SEPA has effectively banned the use of SLICE for new applications and cut it by 60 per cent for existing sites.
SEPA has effectively banned the use of SLICE for new applications and cut it by 60 per cent for existing sites.

SEPA announced earlier this week that it is putting in place an interim regulatory position for new applications that limits residues in sediment of emamectin benzoate “to the extent that practically useable quantities are unlikely to be able to be authorised, unless effective mitigation measures are put in place to collect fish faeces and ensure the metabolites from the administration of the medicated feed are contained”.

Operators at existing sites are being asked to reduce their application of emamectin benzoate by 60 per cent.

'Bizarre situation'

SEPA's move followed a review by WRc, which was commissioned in August 2016 and delivered to SEPA in February this year but has not yet been subjected to independent peer review – nor have those with most experience of developing and using SLICE been permitted to submit data and other information in support of ongoing use prior to the report’s publication and SEPA’s new ruling.

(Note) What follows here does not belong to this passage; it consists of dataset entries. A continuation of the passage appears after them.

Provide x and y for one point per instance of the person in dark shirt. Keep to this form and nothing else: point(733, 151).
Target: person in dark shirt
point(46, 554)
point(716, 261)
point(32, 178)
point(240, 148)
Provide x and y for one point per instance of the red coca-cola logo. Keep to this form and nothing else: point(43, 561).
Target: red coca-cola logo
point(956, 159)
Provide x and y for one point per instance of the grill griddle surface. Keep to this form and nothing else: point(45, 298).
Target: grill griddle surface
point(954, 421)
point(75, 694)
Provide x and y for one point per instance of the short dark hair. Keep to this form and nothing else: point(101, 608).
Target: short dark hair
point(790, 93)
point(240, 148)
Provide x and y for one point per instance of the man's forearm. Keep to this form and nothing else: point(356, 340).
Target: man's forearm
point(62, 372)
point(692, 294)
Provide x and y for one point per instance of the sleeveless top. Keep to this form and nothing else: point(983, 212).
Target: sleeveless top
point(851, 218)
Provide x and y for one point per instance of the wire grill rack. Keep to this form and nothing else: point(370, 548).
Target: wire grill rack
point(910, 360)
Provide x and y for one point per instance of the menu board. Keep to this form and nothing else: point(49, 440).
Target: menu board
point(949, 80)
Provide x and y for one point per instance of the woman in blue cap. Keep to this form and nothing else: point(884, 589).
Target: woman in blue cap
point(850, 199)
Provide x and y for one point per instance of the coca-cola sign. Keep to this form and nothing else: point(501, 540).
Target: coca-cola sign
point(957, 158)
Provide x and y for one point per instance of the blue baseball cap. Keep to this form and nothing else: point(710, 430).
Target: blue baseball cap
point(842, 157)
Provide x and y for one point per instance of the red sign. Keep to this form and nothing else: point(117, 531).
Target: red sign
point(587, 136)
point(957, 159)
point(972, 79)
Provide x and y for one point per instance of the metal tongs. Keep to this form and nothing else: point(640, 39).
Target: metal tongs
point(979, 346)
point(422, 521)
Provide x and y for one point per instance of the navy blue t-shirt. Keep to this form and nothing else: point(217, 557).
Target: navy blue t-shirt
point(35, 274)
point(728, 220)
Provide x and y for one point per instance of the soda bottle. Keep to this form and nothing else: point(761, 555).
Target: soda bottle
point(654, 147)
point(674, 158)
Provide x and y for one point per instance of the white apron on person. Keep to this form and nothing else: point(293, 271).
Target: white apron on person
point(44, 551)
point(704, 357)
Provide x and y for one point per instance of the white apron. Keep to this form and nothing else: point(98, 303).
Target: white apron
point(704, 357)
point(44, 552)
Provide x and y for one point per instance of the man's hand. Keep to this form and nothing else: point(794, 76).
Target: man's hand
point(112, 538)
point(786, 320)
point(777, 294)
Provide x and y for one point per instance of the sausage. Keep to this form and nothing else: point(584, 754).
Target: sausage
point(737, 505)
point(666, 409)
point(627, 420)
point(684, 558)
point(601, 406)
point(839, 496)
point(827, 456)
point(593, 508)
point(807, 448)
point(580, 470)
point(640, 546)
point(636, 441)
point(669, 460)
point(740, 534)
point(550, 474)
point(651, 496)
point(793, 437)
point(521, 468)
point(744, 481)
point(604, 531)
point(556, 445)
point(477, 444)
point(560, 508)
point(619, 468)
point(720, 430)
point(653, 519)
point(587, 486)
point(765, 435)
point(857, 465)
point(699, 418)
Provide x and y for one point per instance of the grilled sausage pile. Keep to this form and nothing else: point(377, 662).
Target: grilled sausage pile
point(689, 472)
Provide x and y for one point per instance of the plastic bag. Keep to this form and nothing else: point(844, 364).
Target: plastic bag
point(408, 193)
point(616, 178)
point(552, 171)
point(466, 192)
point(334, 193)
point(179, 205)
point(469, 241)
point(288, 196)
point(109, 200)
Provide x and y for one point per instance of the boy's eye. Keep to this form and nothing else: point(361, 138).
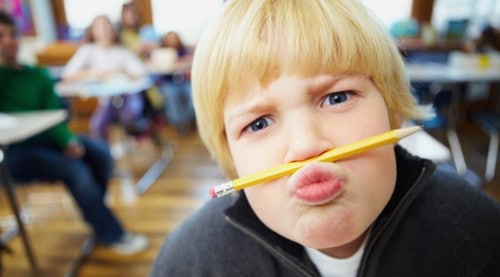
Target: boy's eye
point(258, 124)
point(336, 98)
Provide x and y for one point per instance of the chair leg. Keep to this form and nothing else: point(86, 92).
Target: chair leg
point(456, 151)
point(492, 157)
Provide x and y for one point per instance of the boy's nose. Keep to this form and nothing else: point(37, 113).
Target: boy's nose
point(307, 140)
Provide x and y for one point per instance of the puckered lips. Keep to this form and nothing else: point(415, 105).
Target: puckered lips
point(316, 183)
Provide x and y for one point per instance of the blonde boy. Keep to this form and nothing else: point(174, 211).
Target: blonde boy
point(286, 80)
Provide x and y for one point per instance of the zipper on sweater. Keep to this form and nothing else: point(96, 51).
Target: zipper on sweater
point(281, 255)
point(380, 231)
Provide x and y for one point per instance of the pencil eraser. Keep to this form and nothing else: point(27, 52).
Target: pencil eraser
point(211, 191)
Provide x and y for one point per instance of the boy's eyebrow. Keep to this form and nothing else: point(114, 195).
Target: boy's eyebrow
point(326, 81)
point(247, 106)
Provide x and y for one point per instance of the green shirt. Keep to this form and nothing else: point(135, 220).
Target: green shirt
point(31, 88)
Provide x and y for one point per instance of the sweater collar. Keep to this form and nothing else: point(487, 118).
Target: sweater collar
point(408, 184)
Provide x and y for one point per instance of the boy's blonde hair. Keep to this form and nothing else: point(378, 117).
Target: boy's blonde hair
point(258, 40)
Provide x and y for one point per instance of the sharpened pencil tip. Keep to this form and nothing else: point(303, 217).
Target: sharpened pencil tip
point(408, 131)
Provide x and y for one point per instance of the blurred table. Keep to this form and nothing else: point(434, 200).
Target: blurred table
point(461, 68)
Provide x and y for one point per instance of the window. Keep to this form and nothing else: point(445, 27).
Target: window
point(388, 11)
point(186, 17)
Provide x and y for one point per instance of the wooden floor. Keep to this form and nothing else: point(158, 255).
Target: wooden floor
point(57, 232)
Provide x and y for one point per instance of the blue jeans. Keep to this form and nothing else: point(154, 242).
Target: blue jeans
point(86, 178)
point(178, 103)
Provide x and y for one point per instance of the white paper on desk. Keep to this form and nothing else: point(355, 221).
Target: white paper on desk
point(115, 86)
point(6, 121)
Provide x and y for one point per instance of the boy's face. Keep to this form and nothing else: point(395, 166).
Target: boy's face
point(327, 206)
point(8, 44)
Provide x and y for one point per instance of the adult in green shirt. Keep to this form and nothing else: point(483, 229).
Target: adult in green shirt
point(84, 165)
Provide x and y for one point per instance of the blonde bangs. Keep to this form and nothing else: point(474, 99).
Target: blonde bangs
point(257, 41)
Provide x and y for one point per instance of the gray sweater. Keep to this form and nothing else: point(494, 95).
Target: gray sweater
point(434, 225)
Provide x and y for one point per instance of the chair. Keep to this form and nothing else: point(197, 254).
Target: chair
point(490, 124)
point(149, 125)
point(40, 200)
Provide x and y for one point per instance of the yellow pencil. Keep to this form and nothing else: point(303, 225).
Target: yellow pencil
point(335, 154)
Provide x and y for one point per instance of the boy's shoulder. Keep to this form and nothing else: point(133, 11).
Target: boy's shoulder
point(202, 241)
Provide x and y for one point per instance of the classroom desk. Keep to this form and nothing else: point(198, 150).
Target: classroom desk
point(16, 127)
point(422, 144)
point(116, 87)
point(453, 74)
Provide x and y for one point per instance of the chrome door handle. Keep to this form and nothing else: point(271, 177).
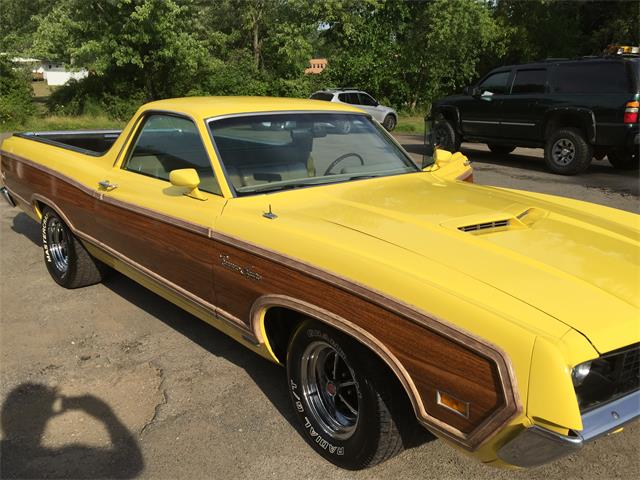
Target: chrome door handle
point(107, 185)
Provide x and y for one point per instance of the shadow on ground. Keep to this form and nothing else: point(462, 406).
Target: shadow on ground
point(24, 416)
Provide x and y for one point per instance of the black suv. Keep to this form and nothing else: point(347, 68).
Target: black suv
point(575, 109)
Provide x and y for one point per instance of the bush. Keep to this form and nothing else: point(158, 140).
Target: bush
point(16, 95)
point(88, 96)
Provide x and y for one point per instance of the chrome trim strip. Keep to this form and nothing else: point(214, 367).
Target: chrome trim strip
point(535, 446)
point(519, 124)
point(281, 112)
point(481, 121)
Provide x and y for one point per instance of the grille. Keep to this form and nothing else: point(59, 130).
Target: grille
point(484, 226)
point(612, 376)
point(628, 371)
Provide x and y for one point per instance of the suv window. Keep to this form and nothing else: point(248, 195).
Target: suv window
point(529, 81)
point(351, 98)
point(495, 83)
point(166, 143)
point(322, 96)
point(597, 77)
point(366, 99)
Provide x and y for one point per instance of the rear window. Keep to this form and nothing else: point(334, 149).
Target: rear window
point(495, 83)
point(327, 97)
point(602, 77)
point(529, 81)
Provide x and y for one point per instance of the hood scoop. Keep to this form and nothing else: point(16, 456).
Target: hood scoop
point(498, 222)
point(485, 226)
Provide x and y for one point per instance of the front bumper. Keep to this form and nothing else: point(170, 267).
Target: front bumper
point(535, 446)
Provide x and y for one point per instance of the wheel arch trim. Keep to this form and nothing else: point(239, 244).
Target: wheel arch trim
point(265, 302)
point(471, 441)
point(586, 117)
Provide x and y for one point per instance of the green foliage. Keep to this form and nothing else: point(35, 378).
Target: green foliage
point(16, 102)
point(405, 53)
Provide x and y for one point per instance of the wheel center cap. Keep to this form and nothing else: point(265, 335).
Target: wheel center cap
point(331, 389)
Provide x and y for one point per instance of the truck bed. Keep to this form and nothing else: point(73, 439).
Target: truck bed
point(91, 142)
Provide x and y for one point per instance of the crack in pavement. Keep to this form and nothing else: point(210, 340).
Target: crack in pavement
point(160, 404)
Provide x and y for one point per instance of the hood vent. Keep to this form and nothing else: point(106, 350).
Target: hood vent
point(484, 226)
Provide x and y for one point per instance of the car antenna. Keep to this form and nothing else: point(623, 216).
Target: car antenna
point(270, 215)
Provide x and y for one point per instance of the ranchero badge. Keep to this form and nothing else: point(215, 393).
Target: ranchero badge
point(246, 272)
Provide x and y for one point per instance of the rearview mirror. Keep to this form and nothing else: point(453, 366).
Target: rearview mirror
point(187, 177)
point(472, 90)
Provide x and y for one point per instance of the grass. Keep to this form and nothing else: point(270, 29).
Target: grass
point(410, 124)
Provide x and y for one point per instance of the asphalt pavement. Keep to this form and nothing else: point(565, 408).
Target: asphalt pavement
point(114, 381)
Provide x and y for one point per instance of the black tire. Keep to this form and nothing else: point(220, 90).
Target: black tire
point(446, 136)
point(374, 436)
point(67, 261)
point(624, 159)
point(501, 149)
point(567, 152)
point(389, 123)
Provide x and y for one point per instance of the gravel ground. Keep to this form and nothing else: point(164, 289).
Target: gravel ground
point(113, 381)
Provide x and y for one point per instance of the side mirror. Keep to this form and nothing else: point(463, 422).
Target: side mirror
point(473, 90)
point(187, 177)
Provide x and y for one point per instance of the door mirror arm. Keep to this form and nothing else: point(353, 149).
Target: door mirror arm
point(187, 177)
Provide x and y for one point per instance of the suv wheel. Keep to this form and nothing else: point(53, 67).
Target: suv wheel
point(446, 136)
point(389, 122)
point(624, 160)
point(501, 149)
point(567, 152)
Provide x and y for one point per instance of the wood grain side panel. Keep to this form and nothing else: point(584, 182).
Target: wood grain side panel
point(181, 256)
point(29, 180)
point(433, 361)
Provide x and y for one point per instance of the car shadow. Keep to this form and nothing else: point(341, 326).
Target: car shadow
point(270, 378)
point(25, 225)
point(24, 416)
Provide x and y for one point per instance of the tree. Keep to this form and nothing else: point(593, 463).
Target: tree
point(16, 103)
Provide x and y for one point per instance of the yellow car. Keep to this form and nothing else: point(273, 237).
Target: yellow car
point(505, 322)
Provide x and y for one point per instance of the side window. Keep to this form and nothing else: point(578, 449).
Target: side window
point(529, 81)
point(322, 96)
point(495, 83)
point(366, 99)
point(596, 77)
point(351, 98)
point(166, 143)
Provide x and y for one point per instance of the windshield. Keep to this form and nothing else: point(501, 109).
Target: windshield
point(262, 153)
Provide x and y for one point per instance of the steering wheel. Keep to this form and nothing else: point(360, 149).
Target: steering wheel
point(341, 158)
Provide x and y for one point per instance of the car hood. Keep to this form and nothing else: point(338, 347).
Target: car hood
point(566, 258)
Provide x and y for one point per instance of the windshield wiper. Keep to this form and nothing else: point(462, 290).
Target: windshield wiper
point(270, 187)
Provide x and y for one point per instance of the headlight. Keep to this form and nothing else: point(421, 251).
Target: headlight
point(580, 372)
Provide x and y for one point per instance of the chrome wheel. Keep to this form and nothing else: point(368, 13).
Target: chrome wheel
point(563, 151)
point(329, 386)
point(58, 244)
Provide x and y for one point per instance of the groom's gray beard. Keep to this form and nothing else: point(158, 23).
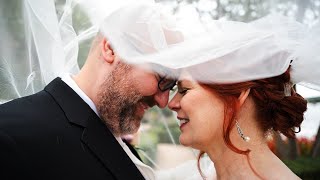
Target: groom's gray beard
point(118, 102)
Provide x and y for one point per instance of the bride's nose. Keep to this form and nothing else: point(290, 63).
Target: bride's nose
point(174, 104)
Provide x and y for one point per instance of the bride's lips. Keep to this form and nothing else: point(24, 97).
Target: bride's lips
point(142, 107)
point(183, 122)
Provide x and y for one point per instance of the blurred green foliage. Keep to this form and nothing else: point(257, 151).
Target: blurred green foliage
point(305, 167)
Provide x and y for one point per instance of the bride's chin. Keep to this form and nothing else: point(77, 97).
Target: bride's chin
point(183, 141)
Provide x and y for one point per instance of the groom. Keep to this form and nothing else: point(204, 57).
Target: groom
point(72, 128)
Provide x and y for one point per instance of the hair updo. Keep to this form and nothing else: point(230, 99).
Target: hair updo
point(274, 109)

Landsburgh said earlier this week: "This is a most bizarre situation. SEPA have published a report based on desk research on non-native species in freshwater, regardless of the fact that our salmon mature in marine water. Then they ask if anyone has any other information to contribute to their findings.

“No business can operate successfully in this sort of chaos. If the Scottish government and its agencies want to deter investment, put jobs and economic benefit in jeopardy this is certainly the right way to go about it. SEPA have introduced immediate regulatory changes with no consideration of the social and economic impact despite being legally required to do so.

“SLICE has been, and continues to be, a critically important tool within the industry’s strategy to protect the health and welfare of farmed salmon; a strategy strongly encouraged by Scottish government in its support for the ongoing sustainable development of this crucially important rural industry."